La settimana era partita bene ed è terminata male.
Ieri pesanti aumenti dello spread su tutto il settore periferico dovrebbero spingere ad accelerare il passo per risolvere la questione greca.
Ormai ci si spinge pericolosamente verso il "tanto peggio/tanto meglio". La riunione straordinaria dell'Ecofin di martedì 14 dovrebbe cercare di stemperare la tensione.
Ma lasciatemi, in questa nota quotidiana, porre l'attenzione verso la Spagna ritornata ieri pericolosamente verso i massimi del periodo con un bond del Santander che ha mancato clamorosamente l'obiettivo di piazzare sul mercato un proprio titolo.
Il fallimento è in parte rientrato perchè le banche che hanno curato l'emissione ne hanno acquistato poi i titoli.
Ma cosa non andava in questi covered bond?
La banca spagnola pagava un premio dell'1,95% sopra il mid-swap, in sostanza un titolo a 5 anni con cedola al 4,625%.
Sin qui, tutto bene.
Solo che il sottostante era garantito da una serie di prestiti concessi a minicipalità e regioni autonome spagnole i cui bilanci sono da tempo sotto il mirino degli analisti.
Non è un mistero che in queste pieghe periferiche si possano nascondere buchi di bilancio non contabilizzati dallo stato spagnolo. E, questo, l'abbiamo già segnalato da tempo.
Il fallimento del collocamento è un ulteriore campanello d'allarme.
Grecia 1392 pb. (1370)
Irlanda 831 pb. (803)
Portogallo 769 pb. (734)
Spagna 251 pb. (242)
Italia 184 pb. (177)
Belgio 118 pb. (115)
Se Atene piange Madrid svende il
"ladrillo"
La Spagna vende case a domicilio
Il rischio default che si aggira in ambito comunitario e il rischio di forti attacchi speculativi da parte delle lobby del mattone, sta delineando scenari foschi e pure imbarazzanti per le super potenze della vecchia Europa.
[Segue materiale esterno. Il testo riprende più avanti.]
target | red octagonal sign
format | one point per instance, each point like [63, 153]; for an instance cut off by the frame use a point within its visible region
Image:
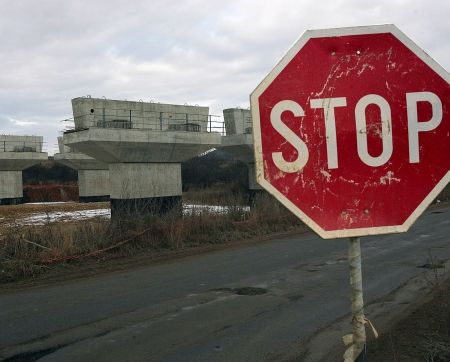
[352, 130]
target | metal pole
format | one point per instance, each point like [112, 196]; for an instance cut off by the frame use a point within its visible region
[358, 319]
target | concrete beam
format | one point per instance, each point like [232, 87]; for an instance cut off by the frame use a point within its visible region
[141, 145]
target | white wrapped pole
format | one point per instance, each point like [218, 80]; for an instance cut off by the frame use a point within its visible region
[357, 340]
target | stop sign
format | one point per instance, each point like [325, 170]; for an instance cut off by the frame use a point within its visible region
[352, 130]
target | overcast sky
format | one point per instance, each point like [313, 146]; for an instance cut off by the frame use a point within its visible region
[212, 53]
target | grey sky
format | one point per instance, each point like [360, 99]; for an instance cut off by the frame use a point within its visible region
[211, 53]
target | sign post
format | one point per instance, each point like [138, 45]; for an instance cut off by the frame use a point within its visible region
[352, 134]
[358, 341]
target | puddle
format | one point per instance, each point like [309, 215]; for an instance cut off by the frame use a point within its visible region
[243, 290]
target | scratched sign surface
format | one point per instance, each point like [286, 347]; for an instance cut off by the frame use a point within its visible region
[352, 130]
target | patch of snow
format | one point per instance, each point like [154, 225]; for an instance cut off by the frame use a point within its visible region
[64, 216]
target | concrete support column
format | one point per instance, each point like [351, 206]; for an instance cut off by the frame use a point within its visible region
[254, 189]
[11, 187]
[252, 184]
[93, 185]
[140, 188]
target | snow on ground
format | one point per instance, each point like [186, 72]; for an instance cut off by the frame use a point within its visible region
[58, 216]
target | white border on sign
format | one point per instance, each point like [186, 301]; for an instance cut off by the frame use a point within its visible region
[257, 142]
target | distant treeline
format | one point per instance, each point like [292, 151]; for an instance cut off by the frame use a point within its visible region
[49, 172]
[216, 167]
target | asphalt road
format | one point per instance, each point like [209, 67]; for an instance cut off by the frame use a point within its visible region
[194, 309]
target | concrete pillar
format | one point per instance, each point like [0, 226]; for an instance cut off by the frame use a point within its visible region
[11, 188]
[252, 184]
[93, 185]
[141, 188]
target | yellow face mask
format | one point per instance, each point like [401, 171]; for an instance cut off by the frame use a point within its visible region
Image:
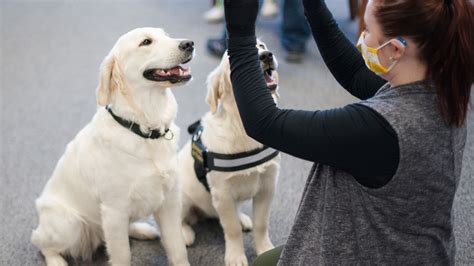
[371, 55]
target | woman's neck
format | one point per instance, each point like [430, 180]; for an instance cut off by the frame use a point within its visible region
[408, 73]
[152, 109]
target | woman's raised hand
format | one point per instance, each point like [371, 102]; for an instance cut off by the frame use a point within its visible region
[312, 4]
[240, 16]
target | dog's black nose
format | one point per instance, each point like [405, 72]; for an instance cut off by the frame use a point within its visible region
[186, 45]
[266, 57]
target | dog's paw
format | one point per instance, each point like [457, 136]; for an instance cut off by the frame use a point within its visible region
[143, 231]
[54, 260]
[188, 234]
[246, 222]
[263, 246]
[236, 260]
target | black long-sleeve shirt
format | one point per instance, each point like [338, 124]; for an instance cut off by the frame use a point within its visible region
[353, 138]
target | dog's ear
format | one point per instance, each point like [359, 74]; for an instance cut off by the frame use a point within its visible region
[214, 92]
[105, 87]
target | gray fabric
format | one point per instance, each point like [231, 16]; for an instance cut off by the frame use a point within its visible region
[406, 222]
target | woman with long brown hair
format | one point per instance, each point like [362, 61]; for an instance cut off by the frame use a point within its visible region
[386, 168]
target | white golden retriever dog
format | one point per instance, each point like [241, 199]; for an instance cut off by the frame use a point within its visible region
[113, 174]
[223, 132]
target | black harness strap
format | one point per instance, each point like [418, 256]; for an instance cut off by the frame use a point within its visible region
[135, 128]
[206, 161]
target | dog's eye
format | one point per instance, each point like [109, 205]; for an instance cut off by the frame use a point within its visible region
[145, 42]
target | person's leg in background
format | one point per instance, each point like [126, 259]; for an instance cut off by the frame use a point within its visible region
[295, 30]
[269, 258]
[216, 13]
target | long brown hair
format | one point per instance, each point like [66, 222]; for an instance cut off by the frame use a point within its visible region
[444, 33]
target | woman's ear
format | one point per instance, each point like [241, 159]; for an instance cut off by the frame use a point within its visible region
[213, 89]
[104, 88]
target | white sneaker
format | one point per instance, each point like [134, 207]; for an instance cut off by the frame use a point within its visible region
[269, 9]
[214, 15]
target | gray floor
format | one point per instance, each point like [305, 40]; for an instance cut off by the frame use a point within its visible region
[50, 54]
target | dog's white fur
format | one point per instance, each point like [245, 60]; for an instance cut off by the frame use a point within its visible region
[224, 133]
[109, 177]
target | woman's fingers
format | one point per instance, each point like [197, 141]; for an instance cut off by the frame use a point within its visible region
[240, 17]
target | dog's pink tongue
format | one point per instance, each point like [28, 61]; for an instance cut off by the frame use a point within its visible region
[268, 79]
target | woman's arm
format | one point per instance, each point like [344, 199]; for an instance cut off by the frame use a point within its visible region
[354, 138]
[340, 55]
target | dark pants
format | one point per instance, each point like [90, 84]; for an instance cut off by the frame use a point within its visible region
[295, 30]
[268, 258]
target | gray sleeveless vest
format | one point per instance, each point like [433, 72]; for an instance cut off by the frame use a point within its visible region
[406, 222]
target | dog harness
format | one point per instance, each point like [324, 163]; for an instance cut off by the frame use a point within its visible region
[206, 161]
[135, 128]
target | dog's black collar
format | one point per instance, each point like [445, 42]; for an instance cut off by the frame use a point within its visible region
[135, 128]
[206, 161]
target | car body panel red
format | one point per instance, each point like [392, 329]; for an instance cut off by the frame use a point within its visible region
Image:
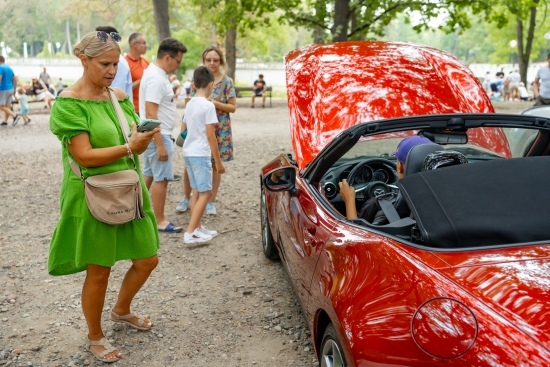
[393, 302]
[333, 87]
[375, 286]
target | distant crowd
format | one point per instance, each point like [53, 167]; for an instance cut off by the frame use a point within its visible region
[507, 87]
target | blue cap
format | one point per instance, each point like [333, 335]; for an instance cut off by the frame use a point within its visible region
[406, 145]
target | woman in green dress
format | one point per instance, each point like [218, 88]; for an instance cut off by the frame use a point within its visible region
[84, 119]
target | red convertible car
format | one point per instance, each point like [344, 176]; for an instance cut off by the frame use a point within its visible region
[457, 272]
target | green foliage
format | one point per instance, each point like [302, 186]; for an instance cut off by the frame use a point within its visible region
[194, 44]
[369, 18]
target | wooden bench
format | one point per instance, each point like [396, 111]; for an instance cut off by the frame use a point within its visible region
[250, 91]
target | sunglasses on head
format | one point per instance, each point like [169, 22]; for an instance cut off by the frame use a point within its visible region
[103, 36]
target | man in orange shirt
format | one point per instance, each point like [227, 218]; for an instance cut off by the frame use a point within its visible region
[138, 47]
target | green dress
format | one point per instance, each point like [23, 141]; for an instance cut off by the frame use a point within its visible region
[80, 239]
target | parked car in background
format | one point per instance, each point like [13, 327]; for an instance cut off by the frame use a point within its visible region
[461, 279]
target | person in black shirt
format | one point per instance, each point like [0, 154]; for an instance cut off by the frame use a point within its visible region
[259, 90]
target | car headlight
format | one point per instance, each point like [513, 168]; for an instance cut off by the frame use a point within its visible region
[444, 328]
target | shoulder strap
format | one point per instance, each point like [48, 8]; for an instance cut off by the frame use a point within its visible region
[222, 89]
[120, 115]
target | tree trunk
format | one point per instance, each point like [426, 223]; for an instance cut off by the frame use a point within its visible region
[319, 35]
[162, 19]
[230, 51]
[525, 53]
[341, 20]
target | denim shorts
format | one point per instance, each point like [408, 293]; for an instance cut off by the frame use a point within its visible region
[160, 171]
[6, 97]
[199, 170]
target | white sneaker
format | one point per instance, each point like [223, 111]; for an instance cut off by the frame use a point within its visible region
[196, 236]
[183, 205]
[210, 209]
[208, 231]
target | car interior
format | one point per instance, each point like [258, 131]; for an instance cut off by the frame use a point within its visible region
[412, 210]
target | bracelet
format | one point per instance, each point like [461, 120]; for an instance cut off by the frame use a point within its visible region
[128, 150]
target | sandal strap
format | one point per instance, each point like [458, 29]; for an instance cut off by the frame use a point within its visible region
[103, 342]
[140, 322]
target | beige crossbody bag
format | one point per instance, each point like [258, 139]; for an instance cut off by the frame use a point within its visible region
[113, 198]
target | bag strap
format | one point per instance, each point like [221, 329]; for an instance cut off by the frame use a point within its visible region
[125, 132]
[222, 89]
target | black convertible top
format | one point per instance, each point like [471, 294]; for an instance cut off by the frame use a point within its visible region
[481, 204]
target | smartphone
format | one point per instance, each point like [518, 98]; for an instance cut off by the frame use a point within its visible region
[148, 125]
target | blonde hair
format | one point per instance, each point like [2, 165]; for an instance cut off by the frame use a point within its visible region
[91, 46]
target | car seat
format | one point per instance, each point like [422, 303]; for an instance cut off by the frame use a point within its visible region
[443, 159]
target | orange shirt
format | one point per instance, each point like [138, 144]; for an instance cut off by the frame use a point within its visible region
[136, 69]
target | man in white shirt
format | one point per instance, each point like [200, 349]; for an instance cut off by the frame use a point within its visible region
[515, 78]
[541, 85]
[156, 101]
[123, 78]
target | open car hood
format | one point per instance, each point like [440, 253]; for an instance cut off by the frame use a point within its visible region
[335, 86]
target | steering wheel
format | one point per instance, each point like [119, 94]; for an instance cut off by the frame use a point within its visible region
[367, 190]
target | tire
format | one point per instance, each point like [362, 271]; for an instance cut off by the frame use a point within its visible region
[268, 244]
[332, 354]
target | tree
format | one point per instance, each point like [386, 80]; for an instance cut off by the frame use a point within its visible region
[524, 14]
[162, 19]
[342, 20]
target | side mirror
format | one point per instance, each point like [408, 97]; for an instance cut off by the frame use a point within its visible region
[280, 179]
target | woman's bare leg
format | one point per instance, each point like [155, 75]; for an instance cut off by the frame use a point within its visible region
[134, 279]
[93, 300]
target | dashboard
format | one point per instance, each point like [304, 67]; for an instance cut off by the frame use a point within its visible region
[368, 170]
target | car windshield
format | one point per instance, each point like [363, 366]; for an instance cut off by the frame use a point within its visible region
[384, 145]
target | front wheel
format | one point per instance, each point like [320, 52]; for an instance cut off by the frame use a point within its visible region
[331, 349]
[268, 244]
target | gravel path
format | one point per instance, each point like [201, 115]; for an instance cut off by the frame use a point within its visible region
[221, 304]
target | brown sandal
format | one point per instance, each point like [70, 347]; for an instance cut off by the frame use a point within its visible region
[108, 349]
[126, 320]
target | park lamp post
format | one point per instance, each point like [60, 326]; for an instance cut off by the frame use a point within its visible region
[513, 45]
[3, 51]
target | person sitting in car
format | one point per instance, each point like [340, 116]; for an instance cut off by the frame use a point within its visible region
[347, 192]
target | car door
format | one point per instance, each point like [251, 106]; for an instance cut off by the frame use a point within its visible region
[307, 229]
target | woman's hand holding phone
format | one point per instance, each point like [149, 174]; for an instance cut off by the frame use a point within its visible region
[139, 142]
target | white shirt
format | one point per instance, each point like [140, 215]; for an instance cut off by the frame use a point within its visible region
[515, 78]
[544, 83]
[156, 88]
[199, 112]
[123, 77]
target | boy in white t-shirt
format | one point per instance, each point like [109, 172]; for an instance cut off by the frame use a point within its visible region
[199, 148]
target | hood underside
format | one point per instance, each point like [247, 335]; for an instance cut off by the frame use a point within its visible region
[335, 86]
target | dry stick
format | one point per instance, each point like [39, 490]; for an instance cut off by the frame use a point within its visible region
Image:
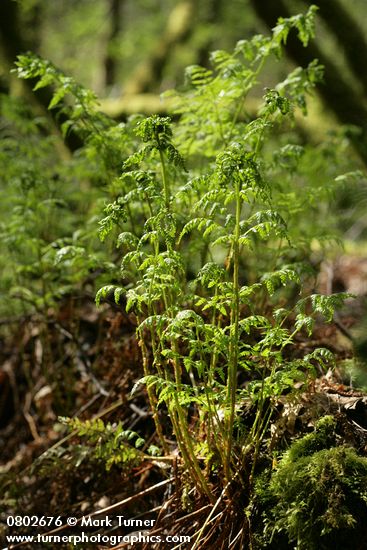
[210, 515]
[119, 504]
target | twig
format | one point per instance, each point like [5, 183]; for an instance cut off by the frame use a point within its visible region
[119, 504]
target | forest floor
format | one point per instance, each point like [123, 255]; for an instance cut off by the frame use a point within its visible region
[83, 363]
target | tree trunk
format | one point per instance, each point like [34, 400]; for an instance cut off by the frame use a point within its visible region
[149, 73]
[337, 93]
[110, 65]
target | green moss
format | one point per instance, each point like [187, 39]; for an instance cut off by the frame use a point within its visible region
[317, 498]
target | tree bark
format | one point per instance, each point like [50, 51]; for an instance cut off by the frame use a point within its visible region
[337, 93]
[110, 65]
[149, 73]
[351, 38]
[14, 43]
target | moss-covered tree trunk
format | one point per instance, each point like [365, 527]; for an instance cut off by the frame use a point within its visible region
[337, 92]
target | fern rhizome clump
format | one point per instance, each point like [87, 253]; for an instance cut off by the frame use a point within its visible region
[208, 213]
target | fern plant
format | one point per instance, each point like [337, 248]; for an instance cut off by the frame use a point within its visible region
[201, 215]
[205, 191]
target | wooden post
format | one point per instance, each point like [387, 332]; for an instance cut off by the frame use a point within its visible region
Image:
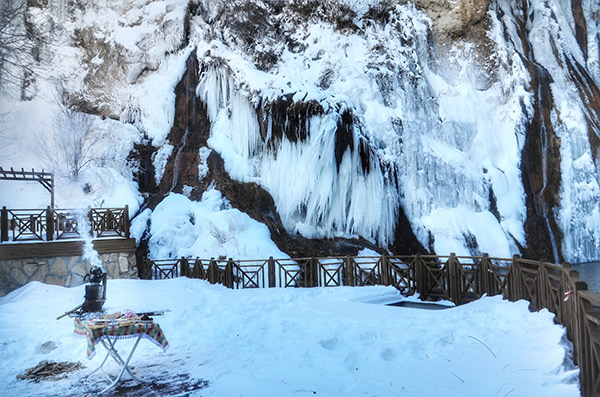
[384, 270]
[212, 271]
[349, 271]
[52, 190]
[486, 283]
[91, 220]
[453, 282]
[126, 221]
[515, 280]
[313, 272]
[198, 270]
[184, 267]
[4, 225]
[49, 224]
[229, 274]
[542, 293]
[271, 271]
[420, 277]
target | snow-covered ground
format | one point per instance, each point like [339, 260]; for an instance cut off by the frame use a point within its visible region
[297, 342]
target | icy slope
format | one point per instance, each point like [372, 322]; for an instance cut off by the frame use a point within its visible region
[468, 126]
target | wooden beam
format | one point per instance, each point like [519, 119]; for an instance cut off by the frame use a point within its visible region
[64, 248]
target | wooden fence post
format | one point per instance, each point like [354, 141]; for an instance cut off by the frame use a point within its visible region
[485, 280]
[542, 280]
[198, 271]
[49, 224]
[91, 220]
[313, 272]
[515, 280]
[213, 272]
[349, 271]
[384, 270]
[229, 274]
[4, 225]
[581, 345]
[420, 277]
[271, 271]
[453, 283]
[184, 267]
[126, 221]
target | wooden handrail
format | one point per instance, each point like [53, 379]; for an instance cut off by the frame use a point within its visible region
[546, 285]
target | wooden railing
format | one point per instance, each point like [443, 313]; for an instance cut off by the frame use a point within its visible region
[53, 224]
[455, 278]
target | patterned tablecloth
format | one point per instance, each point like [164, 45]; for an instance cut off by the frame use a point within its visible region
[95, 330]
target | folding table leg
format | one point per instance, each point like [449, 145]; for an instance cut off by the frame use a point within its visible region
[112, 352]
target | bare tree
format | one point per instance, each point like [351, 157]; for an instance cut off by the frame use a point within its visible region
[68, 146]
[20, 44]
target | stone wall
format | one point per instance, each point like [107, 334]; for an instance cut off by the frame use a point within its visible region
[66, 271]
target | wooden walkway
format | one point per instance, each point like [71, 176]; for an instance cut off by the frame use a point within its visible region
[458, 279]
[52, 224]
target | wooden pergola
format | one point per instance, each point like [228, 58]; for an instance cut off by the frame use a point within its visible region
[46, 179]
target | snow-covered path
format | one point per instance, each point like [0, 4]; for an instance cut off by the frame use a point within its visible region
[293, 342]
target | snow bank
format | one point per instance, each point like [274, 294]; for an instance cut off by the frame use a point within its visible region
[287, 342]
[209, 228]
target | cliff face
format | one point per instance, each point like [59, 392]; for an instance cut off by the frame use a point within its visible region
[443, 126]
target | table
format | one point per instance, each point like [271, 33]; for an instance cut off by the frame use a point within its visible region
[108, 331]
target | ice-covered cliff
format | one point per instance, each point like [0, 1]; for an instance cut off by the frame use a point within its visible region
[444, 126]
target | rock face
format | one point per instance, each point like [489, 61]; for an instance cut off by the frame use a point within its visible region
[462, 126]
[454, 17]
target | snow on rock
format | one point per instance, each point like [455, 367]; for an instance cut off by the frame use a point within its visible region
[352, 114]
[208, 228]
[285, 342]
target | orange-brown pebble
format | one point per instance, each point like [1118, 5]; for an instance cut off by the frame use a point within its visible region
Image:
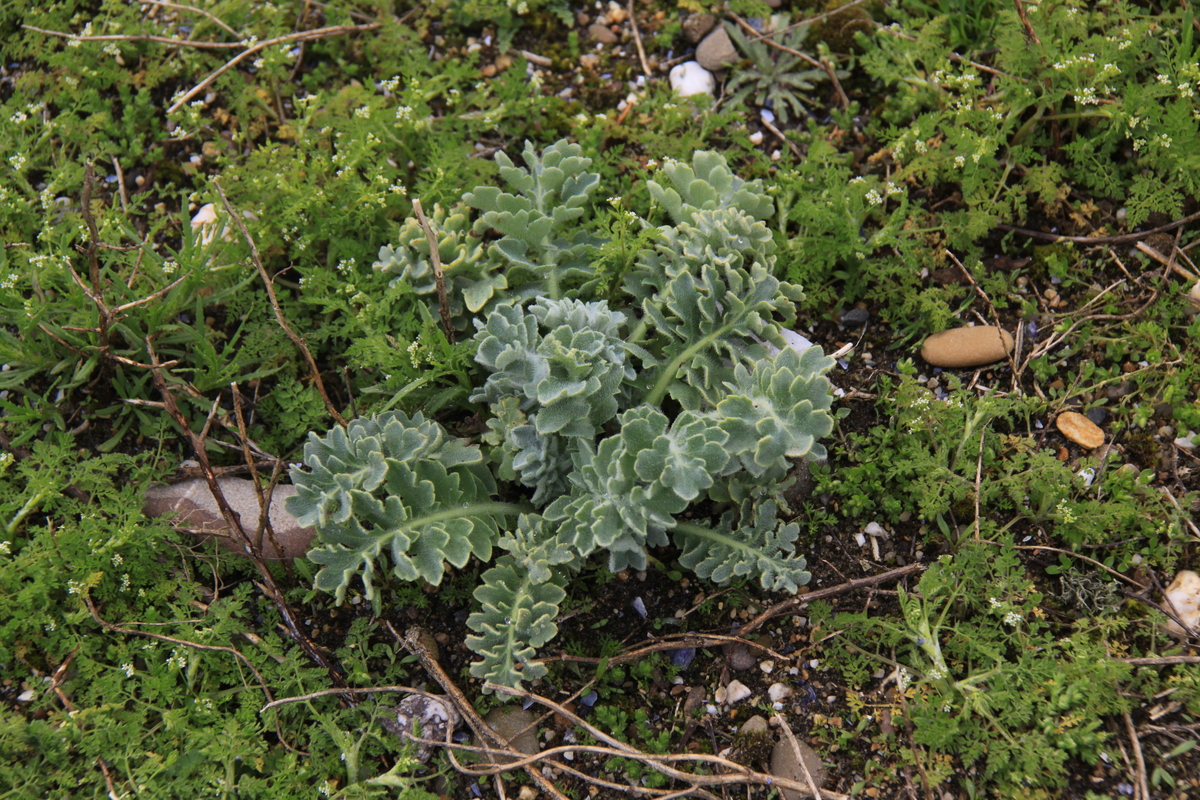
[1080, 429]
[967, 347]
Se la Grecia se la passa male – ha appena scritto a Deutsche Telekom per offrire al gruppo tedesco il 10% di Ote, la società telefonica nazionale. La Spagna non se la passa meglio, avendo annunciato una clamorosa campagna-vendita di abitazioni e appartamenti.
Il tour organizzato dal ministero dello Sviluppo madrileno è fuori dal comune. Così come fuori dal comune sono le drammatiche conseguenze della bolla immobiliare scoppiata nel 2008-2009. La Spagna conta quasi 700mila abitazioni e appartamenti rimasti tristemente vuoti. Costruiti durante il boom, oggi non hanno acquirenti.
Rappresentanti del governo spagnolo hanno già incontrato potenziali investitori – banche, fondi, società immobiliari – a Londra, Amsterdam e Parigi. Martedì saranno a Francoforte. Poi toccherà a Mosca e a Stoccolma. Il messaggio del ministro dello Sviluppo José Blanco è uno solo: i prezzi hanno toccato il fondo ed «è il momento migliore per investire».
Da Madrid Eva Santiago, una portavoce del ministero, precisa: «Il nostro obiettivo è di spiegare bene quale è la reale situazione del mercato immobiliare, dando dettagli sull’andamento dei prezzi regione per regione. Il 60% delle 680mila abitazioni rimaste invendute è residenza di villeggiatura. Il primo responso degli investitori è positivo».
A Parigi, dove la presentazione agli investitori si è svolta giovedì, erano presenti circa venti società. In media, secondo i dati del governo spagnolo, i prezzi delle proprietà immobiliari sono scesi del 15% rispetto ai picchi. In alcuni casi, come a Marbella, il crollo è stato del 40%. Nei comuni con più di 25mila abitanti il calo è stato del 25%.
Ormai nei paesi in crisi debitoria privatizzare e vendere è all’ordine del giorno pur di evitare il tracollo. Chissà se la crisi sotto sotto non stia facilitando paradossalmente un’integrazione sempre maggiore tra i paesi europei? In Spagna gli acquisti immobiliari da parte di residenti stranieri sono aumentati nel 2010 del 21%.